His biggest bet right now is on Amazon, even after he reduced the fund's stake in tech stocks as the sector continued to leap higher this year.
"Their competitive position in both the core retail business and in their cloud business is just so unassailable," he told Business Insider. "The market they're targeting is so large that they're just going to keep winning. They just keep gaining share at a healthy clip in this enormous market, and they'll replicate the strategy in more markets across the world as they can."
As for the biggest criticism leveled against Amazon's strategy - that it prioritizes growth over profits - White believes that Amazon would easily and quickly silence skeptics if it turned around to focus on net income.
"Jeff Bezos just sees so many things he wants to do, and his batting average on large investments is sufficiently high that it sure feels to me that the right decision is to keep investing capital," he said.
The obvious casualty of Amazon's reach is brick-and-mortar retail, where companies are losing their share of total sales to online shopping and being compelled to make big investments in ecommerce.
"There's probably hundreds of publicly traded companies where the number one bear case on them is Amazon disrupting their business," White said.
"I think that it has the deepest moat [or competitive advantage] of any business model out there, neck-and-neck with Google," White said. Google-parent Alphabet, Apple, Facebook, and Intuit were among his fund's largest holdings as of the end of the August.
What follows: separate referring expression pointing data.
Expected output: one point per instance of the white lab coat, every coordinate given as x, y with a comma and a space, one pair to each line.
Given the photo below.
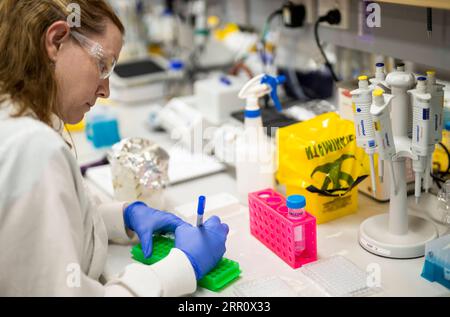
53, 237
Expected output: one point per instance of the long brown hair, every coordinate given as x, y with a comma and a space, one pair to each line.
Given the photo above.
26, 72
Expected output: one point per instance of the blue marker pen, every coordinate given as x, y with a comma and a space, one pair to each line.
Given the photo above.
200, 210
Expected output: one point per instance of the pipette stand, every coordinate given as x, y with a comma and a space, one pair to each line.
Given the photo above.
398, 234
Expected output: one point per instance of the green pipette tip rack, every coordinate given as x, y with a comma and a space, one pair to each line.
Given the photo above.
225, 272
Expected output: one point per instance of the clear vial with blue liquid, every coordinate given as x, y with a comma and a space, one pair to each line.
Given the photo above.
296, 211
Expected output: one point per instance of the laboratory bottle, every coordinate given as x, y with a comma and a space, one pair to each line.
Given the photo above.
296, 211
176, 73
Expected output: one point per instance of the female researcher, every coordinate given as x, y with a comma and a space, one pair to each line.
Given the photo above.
51, 73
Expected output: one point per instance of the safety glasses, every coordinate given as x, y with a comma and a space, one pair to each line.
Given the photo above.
105, 64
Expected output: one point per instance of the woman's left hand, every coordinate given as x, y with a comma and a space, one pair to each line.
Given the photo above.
145, 221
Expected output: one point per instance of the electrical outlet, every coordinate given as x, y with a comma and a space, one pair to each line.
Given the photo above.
310, 7
344, 7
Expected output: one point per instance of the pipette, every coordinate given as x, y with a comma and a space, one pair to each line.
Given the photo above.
380, 111
421, 131
365, 132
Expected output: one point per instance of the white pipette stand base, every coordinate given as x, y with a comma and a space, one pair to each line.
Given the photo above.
374, 236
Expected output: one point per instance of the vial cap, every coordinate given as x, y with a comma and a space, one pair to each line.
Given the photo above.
176, 64
378, 92
363, 77
296, 201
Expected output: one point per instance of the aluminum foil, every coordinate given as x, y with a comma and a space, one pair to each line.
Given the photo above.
145, 159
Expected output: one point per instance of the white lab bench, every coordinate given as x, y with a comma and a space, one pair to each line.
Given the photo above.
339, 237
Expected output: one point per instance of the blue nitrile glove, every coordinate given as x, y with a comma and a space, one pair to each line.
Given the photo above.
145, 221
204, 245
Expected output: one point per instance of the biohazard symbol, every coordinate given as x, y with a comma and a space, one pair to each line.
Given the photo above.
333, 173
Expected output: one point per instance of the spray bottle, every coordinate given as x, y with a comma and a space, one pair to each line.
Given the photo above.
380, 111
421, 131
365, 133
255, 153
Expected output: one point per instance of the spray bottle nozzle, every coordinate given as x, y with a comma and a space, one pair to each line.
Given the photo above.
273, 82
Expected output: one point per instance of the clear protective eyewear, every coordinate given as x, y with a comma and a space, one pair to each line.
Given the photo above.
105, 65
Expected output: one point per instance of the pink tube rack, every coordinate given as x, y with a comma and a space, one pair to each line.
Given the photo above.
270, 224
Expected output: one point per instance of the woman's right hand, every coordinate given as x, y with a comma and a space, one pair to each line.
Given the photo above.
204, 245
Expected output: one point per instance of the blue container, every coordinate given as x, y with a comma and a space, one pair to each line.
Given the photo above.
102, 130
437, 261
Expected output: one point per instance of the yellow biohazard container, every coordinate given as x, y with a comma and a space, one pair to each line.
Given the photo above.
320, 160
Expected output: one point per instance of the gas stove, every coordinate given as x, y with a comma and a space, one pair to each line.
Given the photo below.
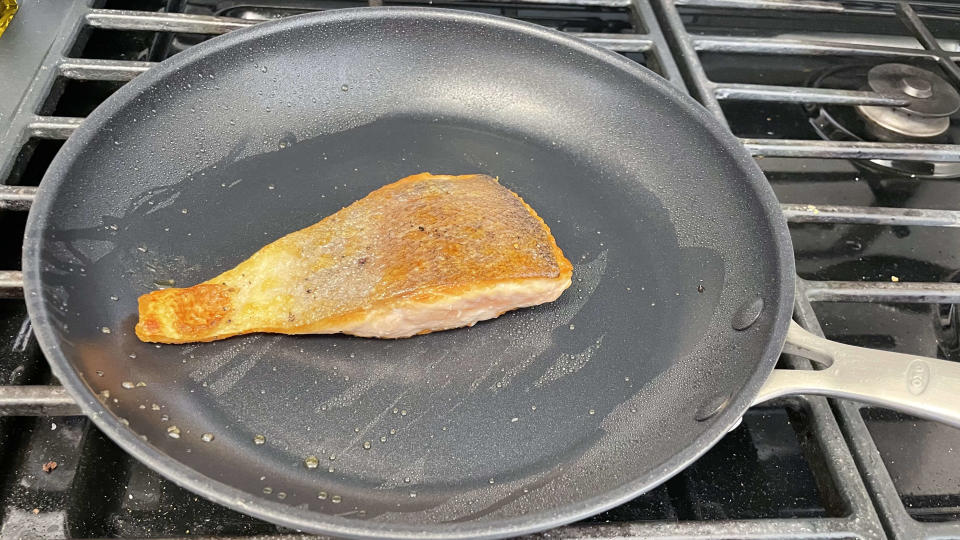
823, 93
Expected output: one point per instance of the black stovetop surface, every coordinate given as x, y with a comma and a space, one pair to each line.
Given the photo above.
773, 467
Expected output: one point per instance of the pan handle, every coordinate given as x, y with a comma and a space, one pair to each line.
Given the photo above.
916, 385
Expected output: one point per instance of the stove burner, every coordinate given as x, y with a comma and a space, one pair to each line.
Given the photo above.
924, 118
930, 102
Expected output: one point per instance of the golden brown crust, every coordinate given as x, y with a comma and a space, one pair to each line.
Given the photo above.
421, 238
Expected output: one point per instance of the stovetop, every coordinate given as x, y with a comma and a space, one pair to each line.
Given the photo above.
874, 227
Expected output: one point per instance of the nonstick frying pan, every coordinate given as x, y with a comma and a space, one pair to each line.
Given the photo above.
681, 301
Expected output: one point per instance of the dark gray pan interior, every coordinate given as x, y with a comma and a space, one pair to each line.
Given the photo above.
536, 418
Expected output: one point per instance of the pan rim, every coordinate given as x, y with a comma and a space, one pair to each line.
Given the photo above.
313, 521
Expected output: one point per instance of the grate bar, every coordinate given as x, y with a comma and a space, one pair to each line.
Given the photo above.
800, 94
800, 47
852, 149
911, 20
786, 5
16, 197
102, 70
618, 42
114, 19
696, 78
881, 291
820, 213
11, 284
53, 127
37, 401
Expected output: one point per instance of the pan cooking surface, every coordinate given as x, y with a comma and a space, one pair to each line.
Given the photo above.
539, 410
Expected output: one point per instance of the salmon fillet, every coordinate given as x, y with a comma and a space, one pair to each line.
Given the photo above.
425, 253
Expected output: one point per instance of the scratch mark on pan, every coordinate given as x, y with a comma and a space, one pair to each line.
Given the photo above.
213, 363
531, 345
234, 375
369, 426
568, 364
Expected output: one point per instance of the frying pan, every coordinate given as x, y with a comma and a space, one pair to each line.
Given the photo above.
680, 305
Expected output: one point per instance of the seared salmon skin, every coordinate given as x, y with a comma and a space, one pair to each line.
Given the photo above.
425, 253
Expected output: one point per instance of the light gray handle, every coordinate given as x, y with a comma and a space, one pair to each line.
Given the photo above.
916, 385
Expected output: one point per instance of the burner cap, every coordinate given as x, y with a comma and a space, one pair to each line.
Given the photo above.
928, 94
903, 123
930, 102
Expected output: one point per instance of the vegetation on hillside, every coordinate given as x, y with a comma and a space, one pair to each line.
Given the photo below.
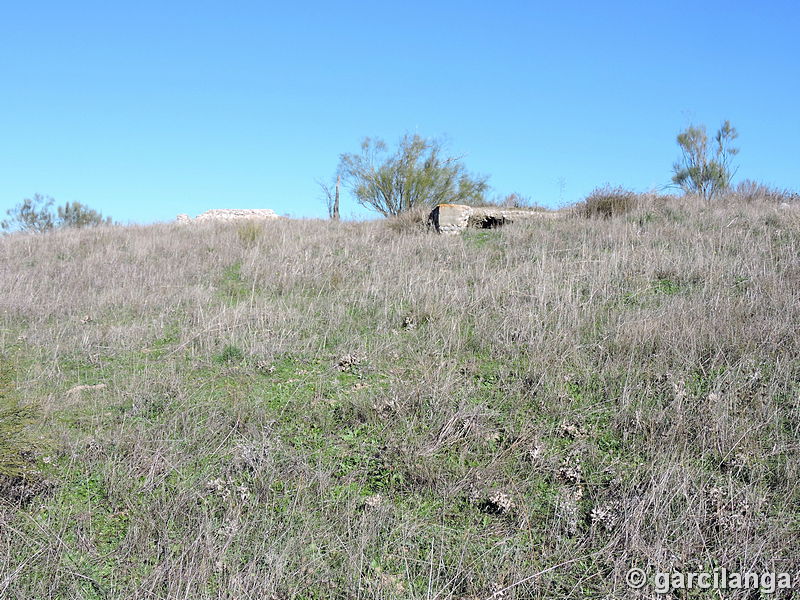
36, 215
418, 173
310, 409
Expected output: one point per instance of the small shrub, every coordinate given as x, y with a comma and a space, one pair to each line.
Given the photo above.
14, 422
607, 202
230, 354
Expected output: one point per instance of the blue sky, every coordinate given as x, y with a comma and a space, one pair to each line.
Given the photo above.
148, 109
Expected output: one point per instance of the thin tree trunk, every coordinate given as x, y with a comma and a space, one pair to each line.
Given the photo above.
335, 213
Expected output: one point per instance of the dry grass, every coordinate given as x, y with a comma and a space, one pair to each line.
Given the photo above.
316, 409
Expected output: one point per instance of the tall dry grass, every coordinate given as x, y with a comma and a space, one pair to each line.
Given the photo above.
334, 410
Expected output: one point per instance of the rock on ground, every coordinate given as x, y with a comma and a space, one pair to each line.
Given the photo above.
455, 218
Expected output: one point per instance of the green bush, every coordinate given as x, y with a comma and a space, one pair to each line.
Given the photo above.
607, 202
36, 215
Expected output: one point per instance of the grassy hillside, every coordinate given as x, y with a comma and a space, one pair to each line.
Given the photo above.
322, 410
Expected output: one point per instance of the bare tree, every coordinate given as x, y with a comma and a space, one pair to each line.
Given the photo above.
330, 193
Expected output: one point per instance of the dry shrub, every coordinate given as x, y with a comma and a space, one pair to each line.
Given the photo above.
753, 191
410, 221
607, 202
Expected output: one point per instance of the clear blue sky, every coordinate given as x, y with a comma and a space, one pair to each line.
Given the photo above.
148, 109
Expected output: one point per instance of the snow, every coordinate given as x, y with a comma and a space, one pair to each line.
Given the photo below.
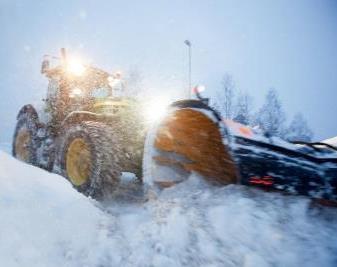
45, 222
331, 141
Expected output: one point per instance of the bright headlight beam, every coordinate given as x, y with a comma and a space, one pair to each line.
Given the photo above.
75, 66
76, 92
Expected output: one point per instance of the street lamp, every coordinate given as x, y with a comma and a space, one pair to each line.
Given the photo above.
188, 43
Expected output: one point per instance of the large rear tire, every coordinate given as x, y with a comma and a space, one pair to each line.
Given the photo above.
25, 143
187, 141
89, 156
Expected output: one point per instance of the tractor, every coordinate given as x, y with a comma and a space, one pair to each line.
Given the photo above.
90, 133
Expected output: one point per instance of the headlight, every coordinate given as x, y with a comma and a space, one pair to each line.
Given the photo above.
76, 92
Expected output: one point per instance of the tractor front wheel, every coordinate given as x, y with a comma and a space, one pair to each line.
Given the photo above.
24, 145
88, 156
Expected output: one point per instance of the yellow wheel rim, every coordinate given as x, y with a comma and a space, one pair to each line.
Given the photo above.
78, 162
22, 142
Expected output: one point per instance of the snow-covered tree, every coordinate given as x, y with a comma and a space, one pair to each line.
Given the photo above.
271, 116
298, 130
134, 83
243, 109
224, 101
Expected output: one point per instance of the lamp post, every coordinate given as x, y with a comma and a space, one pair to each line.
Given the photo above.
188, 43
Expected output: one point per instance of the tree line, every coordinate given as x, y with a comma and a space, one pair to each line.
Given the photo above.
270, 117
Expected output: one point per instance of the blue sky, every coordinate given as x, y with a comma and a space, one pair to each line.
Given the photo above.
288, 45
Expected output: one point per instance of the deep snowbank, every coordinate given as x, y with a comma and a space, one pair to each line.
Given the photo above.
44, 222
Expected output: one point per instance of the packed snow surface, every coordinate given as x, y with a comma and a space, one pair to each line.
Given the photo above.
45, 222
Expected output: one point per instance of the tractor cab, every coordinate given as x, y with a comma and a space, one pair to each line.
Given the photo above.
74, 86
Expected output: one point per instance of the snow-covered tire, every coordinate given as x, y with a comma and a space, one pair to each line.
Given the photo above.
25, 141
105, 157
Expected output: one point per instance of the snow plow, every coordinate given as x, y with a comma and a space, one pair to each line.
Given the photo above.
90, 134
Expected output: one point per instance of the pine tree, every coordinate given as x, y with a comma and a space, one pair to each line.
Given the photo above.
224, 101
299, 130
271, 116
243, 109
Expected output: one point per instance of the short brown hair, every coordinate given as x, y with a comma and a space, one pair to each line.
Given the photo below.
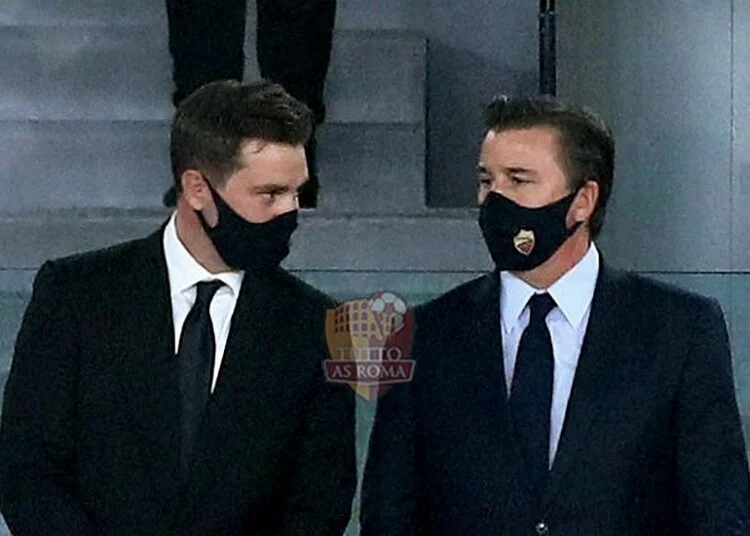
586, 142
211, 125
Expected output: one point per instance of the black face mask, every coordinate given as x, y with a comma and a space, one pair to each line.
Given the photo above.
521, 238
244, 245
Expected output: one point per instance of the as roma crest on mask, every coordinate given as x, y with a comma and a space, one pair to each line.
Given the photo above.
369, 340
524, 242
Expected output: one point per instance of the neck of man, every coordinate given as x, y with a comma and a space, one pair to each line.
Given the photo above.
192, 235
561, 262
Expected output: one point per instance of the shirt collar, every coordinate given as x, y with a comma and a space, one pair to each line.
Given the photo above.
573, 292
184, 271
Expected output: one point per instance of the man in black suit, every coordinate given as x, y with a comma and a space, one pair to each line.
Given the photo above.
293, 46
173, 385
558, 395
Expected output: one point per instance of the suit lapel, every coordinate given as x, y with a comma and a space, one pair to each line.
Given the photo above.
603, 355
486, 338
145, 343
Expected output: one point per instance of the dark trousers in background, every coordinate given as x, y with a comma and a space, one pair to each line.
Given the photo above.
206, 39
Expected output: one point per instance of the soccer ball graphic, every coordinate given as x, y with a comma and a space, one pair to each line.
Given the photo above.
391, 310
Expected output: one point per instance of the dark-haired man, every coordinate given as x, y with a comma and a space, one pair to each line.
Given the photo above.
557, 395
173, 385
293, 46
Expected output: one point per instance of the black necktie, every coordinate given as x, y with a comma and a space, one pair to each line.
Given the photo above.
531, 394
196, 355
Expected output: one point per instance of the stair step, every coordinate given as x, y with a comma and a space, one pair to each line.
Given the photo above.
372, 168
384, 14
46, 165
438, 241
66, 164
124, 73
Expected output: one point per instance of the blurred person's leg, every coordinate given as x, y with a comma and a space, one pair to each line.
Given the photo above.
206, 41
294, 49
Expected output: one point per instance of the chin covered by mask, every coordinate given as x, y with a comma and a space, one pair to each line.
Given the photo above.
521, 238
244, 245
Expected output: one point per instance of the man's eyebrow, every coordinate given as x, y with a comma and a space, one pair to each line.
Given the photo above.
270, 187
520, 171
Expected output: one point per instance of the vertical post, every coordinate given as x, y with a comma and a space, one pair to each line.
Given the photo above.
547, 48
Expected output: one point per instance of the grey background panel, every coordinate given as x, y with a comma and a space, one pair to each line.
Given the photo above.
375, 76
427, 243
740, 326
741, 145
671, 208
372, 168
477, 48
392, 14
82, 73
69, 164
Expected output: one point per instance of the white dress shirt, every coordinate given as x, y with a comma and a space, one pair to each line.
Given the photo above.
567, 323
184, 273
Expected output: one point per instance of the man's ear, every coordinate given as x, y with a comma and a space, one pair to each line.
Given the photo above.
584, 203
195, 190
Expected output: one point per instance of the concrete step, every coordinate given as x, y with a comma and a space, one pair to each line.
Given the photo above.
376, 168
48, 165
123, 73
351, 14
437, 241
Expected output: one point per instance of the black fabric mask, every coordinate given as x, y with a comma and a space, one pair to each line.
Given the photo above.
521, 238
244, 245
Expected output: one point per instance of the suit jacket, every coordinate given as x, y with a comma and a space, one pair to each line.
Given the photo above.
651, 445
90, 438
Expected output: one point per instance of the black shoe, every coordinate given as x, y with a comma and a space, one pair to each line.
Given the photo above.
169, 199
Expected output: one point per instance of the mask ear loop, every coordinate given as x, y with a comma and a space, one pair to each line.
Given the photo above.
574, 193
214, 194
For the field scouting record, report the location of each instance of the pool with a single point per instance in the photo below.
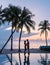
(21, 59)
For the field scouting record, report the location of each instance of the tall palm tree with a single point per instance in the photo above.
(11, 14)
(25, 21)
(44, 26)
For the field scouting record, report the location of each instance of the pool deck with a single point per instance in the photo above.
(8, 51)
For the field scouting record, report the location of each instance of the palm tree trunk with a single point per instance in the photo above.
(7, 41)
(46, 38)
(20, 38)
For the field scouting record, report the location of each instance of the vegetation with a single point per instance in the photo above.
(19, 19)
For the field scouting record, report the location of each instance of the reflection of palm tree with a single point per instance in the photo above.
(25, 20)
(11, 14)
(43, 60)
(44, 27)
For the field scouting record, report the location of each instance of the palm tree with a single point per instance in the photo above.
(25, 21)
(11, 14)
(44, 60)
(44, 26)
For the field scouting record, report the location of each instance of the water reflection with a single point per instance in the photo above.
(44, 60)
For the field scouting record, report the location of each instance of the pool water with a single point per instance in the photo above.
(21, 59)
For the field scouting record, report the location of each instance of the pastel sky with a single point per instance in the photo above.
(41, 9)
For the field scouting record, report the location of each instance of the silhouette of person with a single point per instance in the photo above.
(28, 45)
(24, 47)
White said there were "only a few battles" in established, physical retail that he's chosen to fight. But otherwise, it feels like those companies are heading in the other direction over the long term.
"Brand equity is not what it used to be," White said. "You can see that across the consumer-staples environment where the revenue growth from a lot of historically steady, slow-growing consumer-staple companies has deteriorated. I think a lot of that is the fact that consumers don't really value brands as much."